An Efficient Stacked-LSTM Based User Clustering for 5G NOMA Systems

Abstract

Non-orthogonal multiple access (NOMA) has been a key enabling technology for the fifth generation (5G) cellular networks. Based on the NOMA principle, a traditional neural network has been implemented for user clustering (UC) to maximize the NOMA system’s throughput performance by considering that each sample is independent of the prior and the subsequent ones. Consequently, the prediction of UC for the future ones is based on the current clustering information, which is never used again due to the lack of memory of the network. Therefore, to relate the input features of NOMA users and capture the dependency in the clustering information, time-series methods can assist us in gaining a helpful insight into the future. Despite its mathematical complexity, the essence of time series comes down to examining past behavior and extending that information into the future. Hence, in this paper, we propose a novel and effective stacked long short term memory (S-LSTM) to predict the UC formation of NOMA users to enhance the throughput performance of the 5G-based NOMA systems. In the proposed strategy, the S-LSTM is modelled to handle the time-series input data to improve the predicting accuracy of UC of the NOMA users by implementing multiple LSTM layers with hidden cells.
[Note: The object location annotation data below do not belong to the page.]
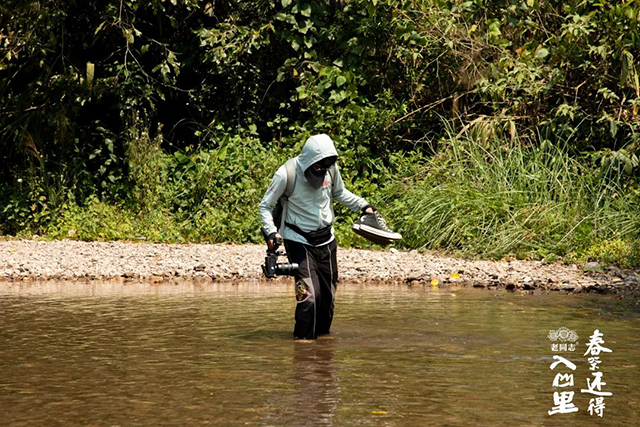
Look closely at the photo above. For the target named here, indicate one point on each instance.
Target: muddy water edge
(104, 353)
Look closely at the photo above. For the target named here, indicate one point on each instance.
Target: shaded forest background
(484, 128)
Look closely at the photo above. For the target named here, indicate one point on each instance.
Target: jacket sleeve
(270, 199)
(346, 197)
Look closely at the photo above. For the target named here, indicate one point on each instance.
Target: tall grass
(482, 196)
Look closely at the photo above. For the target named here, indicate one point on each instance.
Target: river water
(104, 354)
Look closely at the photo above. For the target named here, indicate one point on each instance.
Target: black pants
(315, 287)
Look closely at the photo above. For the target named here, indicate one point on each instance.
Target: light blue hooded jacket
(308, 208)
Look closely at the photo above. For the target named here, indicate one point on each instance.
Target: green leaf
(306, 10)
(542, 53)
(90, 73)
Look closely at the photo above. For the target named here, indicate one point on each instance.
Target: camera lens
(286, 269)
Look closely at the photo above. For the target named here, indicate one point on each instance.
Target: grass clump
(482, 197)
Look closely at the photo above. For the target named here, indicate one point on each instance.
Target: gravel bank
(24, 260)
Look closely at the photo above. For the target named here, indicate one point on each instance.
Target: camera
(272, 267)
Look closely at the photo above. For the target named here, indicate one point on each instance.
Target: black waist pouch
(314, 238)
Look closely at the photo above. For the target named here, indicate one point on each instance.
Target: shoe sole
(377, 232)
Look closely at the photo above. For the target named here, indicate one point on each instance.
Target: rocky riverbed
(30, 260)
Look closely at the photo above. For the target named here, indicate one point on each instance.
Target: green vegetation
(485, 128)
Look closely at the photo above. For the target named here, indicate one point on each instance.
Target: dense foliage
(164, 119)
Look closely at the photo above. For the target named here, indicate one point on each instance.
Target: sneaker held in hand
(374, 228)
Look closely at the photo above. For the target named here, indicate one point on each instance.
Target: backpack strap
(332, 174)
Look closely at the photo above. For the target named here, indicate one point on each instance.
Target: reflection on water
(137, 354)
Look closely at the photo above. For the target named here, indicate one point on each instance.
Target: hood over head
(316, 148)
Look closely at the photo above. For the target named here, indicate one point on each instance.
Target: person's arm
(269, 201)
(347, 198)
The implemented LSTM layers have feedback connections that help to capture the dependency in the clustering information as it propagates between the layers. Specifically, we develop, train, validate and test the proposed model to predict the UC formation for the futures ones by capturing the dependency in the clustering information based on the time-series data. Simulation results demonstrate that the proposed scheme effectively predicts UC and thereby attaining near-optimal throughput performance of 98.94% compared to the exhaustive search method.